[FoRK] They Laughed at Me When I Said it

Wulf Losee wulfconsumer at gmail.com
Sun Oct 25 17:11:37 PDT 2009


Adam L Beberg wrote:
>We're way way past the tipping point. Unless we TOMORROW stop all fossil
>fuel use and humans do nothing but work 24/7 for the next 100 years
>sequestering carbon back into the ground, this planet is completely dead
>as far as us oxygen<->CO2 cycle lifeforms are concerned. Maybe that
>wouldn't even help.

It may be the end of civilization, but it's won't be the end of the world.
Over most of geologic time, since life started modifying our atmosphere, our
planet was hotter and more humid than we know it to be today -- with more
CO2 in the atmosphere than we  have today -- and higher CO2 levels than most
climate models predict will be spewed out in the next century (And we'll run
out of petroleum and coal in the next 30 years, so I don't think it will go
much farther). The notable climate exception to the hotter/warmer Earth was
300 million years ago during the late Carboniferous Period -- which is the
only period in the geologic history that resembles our current climate.

Rather than running in circles and crying that the sky is falling, we could
start sequestering Carbon by dumping iron oxide into the nutrient dead-zones
of the the oceans to create plankton blooms. I keep hearing arguments that
this won't work. Well, let's get of our collective asses, and see if it
works. Also, some folks at Lawrence Berkeley argue that this won't work,
because some large percentage of the dead plankton doesn't actually reach
the sea-floor. Well, my answer to that, is as long as the Carbon is in dead
plankton, the Carbon isn't in the atmosphere -- so it doesn't matter if it's
on the sea floor. And if you really really need to get a higher percentage
of Carbon sequestered on sea floor, just dump more iron oxide.

Also, you wrote:
>A wild wolf is carbon and energy neutral.

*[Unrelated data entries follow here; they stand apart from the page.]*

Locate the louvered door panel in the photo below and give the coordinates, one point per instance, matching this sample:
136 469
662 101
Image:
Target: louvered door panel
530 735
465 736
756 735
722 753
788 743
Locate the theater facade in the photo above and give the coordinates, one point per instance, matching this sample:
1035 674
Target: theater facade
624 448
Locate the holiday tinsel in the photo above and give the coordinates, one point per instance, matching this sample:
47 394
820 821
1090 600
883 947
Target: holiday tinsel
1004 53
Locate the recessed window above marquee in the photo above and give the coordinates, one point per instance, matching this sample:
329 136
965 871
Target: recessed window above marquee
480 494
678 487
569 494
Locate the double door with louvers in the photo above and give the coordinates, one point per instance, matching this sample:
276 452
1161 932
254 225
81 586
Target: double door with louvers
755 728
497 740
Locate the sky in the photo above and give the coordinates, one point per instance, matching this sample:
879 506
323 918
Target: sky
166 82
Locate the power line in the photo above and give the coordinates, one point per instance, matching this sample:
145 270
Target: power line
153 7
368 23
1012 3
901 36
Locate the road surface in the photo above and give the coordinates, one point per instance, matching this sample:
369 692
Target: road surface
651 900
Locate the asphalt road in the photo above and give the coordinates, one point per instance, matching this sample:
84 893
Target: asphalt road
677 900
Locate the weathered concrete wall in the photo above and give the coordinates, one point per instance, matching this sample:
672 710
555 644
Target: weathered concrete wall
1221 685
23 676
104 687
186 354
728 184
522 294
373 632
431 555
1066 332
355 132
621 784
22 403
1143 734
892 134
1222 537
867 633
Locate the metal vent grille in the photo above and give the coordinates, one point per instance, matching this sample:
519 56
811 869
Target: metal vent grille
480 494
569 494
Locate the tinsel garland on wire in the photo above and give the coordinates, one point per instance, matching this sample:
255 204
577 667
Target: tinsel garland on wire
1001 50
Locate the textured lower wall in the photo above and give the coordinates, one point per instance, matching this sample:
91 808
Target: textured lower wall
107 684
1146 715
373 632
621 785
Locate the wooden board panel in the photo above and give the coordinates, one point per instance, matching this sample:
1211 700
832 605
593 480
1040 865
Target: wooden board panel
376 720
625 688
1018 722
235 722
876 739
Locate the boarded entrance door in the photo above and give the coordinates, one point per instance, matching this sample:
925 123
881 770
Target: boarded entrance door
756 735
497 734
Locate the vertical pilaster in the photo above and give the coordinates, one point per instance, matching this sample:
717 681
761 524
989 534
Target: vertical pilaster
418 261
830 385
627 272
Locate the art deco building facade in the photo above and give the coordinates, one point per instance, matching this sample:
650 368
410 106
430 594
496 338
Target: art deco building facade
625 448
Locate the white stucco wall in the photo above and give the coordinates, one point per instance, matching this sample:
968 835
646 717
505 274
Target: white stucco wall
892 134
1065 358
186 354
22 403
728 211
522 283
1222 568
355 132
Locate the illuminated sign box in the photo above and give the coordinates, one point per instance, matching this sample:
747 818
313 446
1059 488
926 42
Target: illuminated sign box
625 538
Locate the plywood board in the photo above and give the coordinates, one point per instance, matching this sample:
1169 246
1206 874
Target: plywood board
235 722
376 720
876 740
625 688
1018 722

So is a aboriginal human
>living in the Amazon.

Well, aboriginal humans are far from Carbon neutral. Amazonian aborigines
practice slash and burn agriculture, which actually releases a whole lot of
CO2. Likewise, hunter gatherers are known to light forest fires to cause
game to flee from cover. Pre-Industrial man may have had less of a Carbon
footprint than we have today, but it was by no means insignificant.